There are various types of sunburst finishes. Some common types include "vintage sunburst", which is golden yellow in the very center and black around the edges, "cherry sunburst" or "cherryburst" - which is a golden yellow at the very center and cherry red towards the edges, "tobacco sunburst", which is golden yellow in the very center and brown around the edges, and "three-color sunburst," which fades from golden yellow at the center through a layer of red and finally to black around the edges. The finish is often transparent in order to show, and accentuate, attractively-patterned wood or wood veneers such as flame maple, but may be opaque where the wood is not strongly figured, such as basswood or alder.

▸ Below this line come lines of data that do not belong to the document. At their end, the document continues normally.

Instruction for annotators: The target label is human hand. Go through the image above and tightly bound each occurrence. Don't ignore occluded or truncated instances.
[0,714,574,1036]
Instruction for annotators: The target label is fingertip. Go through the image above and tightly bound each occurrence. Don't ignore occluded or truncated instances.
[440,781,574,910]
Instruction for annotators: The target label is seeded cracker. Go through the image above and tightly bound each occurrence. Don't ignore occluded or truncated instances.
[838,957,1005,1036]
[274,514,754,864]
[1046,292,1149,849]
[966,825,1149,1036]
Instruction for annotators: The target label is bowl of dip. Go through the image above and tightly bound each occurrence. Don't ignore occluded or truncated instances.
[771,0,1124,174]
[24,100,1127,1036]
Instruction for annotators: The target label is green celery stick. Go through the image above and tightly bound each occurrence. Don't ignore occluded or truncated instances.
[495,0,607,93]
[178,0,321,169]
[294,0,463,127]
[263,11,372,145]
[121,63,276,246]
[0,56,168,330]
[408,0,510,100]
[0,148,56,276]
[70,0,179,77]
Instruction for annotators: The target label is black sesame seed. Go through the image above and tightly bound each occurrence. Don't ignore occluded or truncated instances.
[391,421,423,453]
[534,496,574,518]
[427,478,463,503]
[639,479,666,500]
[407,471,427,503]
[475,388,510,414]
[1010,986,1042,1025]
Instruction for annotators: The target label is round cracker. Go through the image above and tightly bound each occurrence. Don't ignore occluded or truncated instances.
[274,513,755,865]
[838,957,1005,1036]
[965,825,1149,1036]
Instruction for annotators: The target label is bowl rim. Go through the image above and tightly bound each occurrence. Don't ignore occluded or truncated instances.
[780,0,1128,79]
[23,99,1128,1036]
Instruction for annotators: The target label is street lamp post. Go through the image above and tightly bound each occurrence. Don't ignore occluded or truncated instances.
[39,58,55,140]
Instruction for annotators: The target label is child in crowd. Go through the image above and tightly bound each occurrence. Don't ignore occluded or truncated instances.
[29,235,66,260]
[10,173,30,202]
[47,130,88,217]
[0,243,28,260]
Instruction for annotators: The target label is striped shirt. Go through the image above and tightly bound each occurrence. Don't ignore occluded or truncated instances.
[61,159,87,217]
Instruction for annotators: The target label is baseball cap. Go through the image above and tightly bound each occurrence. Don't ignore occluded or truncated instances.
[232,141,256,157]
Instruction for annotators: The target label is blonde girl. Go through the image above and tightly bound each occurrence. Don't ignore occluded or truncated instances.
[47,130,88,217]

Other sunburst varieties over the years included "Sienna Sunburst" and "Blue Burst", first introduced by Harmon in the late '70s and mid '80s. The American Series Strat HSS and the Strat Plus guitars are examples. The British Burns company use greenburst finishes on a number of their guitars, such as the Steer and Scorpion.

There are also aged variants of sunburst finishes which are usually found on high-end boutique instruments from Fender, Suhr, Tom Anderson, Melancon, Don Grosh and James Tyler, such as Aged Cherry Burst, Fireburst, Lightburst and Antique Tobacco Sunburst. These aged sunburst finishes are mostly suited for quilted, spalted and flamed maple tops, as well with other highly figured woods such as swamp ash and koa.